St Edmund Hall has withdrawn for reconsideration its 2019 Rebecca West Prize for Writing after suggestions that its title “excises race” by focusing exclusively on gender.
The question originally read “The Return of the ISIS Soldier’s Wife: What Role Does Gender Play in Culpability?”. In a statement on their website, Teddy Hall said this year’s title was intended to echo that of West’s pioneering post-war novel The Return of the Soldier, published in 1918.
The statement noted that following comments received in response to the title’s release, the organisers had decided to withdraw it, saying “we understand race intersects with gender…and that our posing of the question of one at the expense of the other has caused harm and offence, which we regret and apologise for”.

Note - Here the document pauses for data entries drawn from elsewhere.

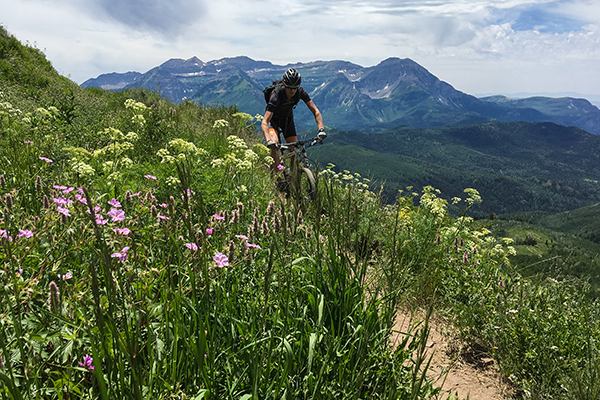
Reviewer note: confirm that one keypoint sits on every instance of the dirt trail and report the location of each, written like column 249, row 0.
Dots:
column 469, row 375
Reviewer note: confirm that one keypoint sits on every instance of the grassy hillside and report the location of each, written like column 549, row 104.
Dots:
column 147, row 254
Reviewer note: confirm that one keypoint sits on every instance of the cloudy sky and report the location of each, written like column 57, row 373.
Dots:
column 478, row 46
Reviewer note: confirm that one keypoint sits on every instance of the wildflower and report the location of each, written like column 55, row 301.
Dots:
column 255, row 225
column 116, row 215
column 271, row 208
column 25, row 232
column 121, row 255
column 63, row 211
column 199, row 238
column 231, row 252
column 235, row 216
column 81, row 199
column 221, row 260
column 53, row 298
column 87, row 362
column 114, row 203
column 192, row 246
column 66, row 276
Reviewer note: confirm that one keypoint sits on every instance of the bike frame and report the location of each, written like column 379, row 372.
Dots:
column 297, row 167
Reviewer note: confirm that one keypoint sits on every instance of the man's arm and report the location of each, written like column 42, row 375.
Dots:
column 318, row 118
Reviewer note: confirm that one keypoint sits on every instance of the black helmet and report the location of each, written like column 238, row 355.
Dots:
column 292, row 78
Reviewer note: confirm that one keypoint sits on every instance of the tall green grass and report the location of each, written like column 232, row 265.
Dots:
column 146, row 254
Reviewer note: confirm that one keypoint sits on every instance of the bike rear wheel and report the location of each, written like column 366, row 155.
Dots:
column 308, row 187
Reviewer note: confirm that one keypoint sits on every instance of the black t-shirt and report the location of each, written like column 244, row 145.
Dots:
column 279, row 104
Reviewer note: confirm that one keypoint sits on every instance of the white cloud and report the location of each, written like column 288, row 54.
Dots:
column 475, row 45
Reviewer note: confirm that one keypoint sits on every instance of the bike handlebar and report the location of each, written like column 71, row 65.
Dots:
column 310, row 142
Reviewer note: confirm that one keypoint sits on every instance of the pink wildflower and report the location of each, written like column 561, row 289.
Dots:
column 66, row 276
column 4, row 235
column 192, row 246
column 64, row 211
column 87, row 362
column 62, row 201
column 25, row 232
column 81, row 199
column 221, row 260
column 218, row 217
column 122, row 255
column 114, row 203
column 116, row 215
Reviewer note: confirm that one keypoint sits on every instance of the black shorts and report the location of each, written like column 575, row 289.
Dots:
column 285, row 126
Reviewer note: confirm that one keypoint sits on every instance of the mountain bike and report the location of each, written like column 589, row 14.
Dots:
column 298, row 179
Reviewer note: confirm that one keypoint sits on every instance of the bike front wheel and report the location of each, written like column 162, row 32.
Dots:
column 308, row 186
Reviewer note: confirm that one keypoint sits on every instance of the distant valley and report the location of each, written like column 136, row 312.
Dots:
column 396, row 92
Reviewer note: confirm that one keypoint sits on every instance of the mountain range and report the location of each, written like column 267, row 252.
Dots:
column 396, row 92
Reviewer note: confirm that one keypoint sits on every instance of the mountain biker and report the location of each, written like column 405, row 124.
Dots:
column 279, row 115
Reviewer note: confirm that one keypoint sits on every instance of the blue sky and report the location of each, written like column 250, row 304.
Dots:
column 478, row 46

Priyamvada Gopal, an academic historian at Cambridge, was one of those critical of the title, arguing on Twitter that “first [they] racialise it and then pretend it’s just about gender”, agreeing with another critic saying, “a great way to excise race from a debate, making it a question about gender”.
Gopal suggested this fed into the problem of BAME under-representation at universities like Oxford and Cambridge, making them unwelcoming to such students.
Gopal continued in a tweet, “the worst part of this competition as it is set up is that the judges… fancy themselves very far from problematic. They are clearly very pleased with how sophisticated and multi-sided they think they are being.”
This will be the third year the annual prize has run with the aim of celebrating the life and work of Dame Rebecca West, described as a “fiery suffragette and socialist” in her youth, with a new title currently being discussed. Submissions are asked to be 1500-2000 words and will be competing for a £1,000 top prize.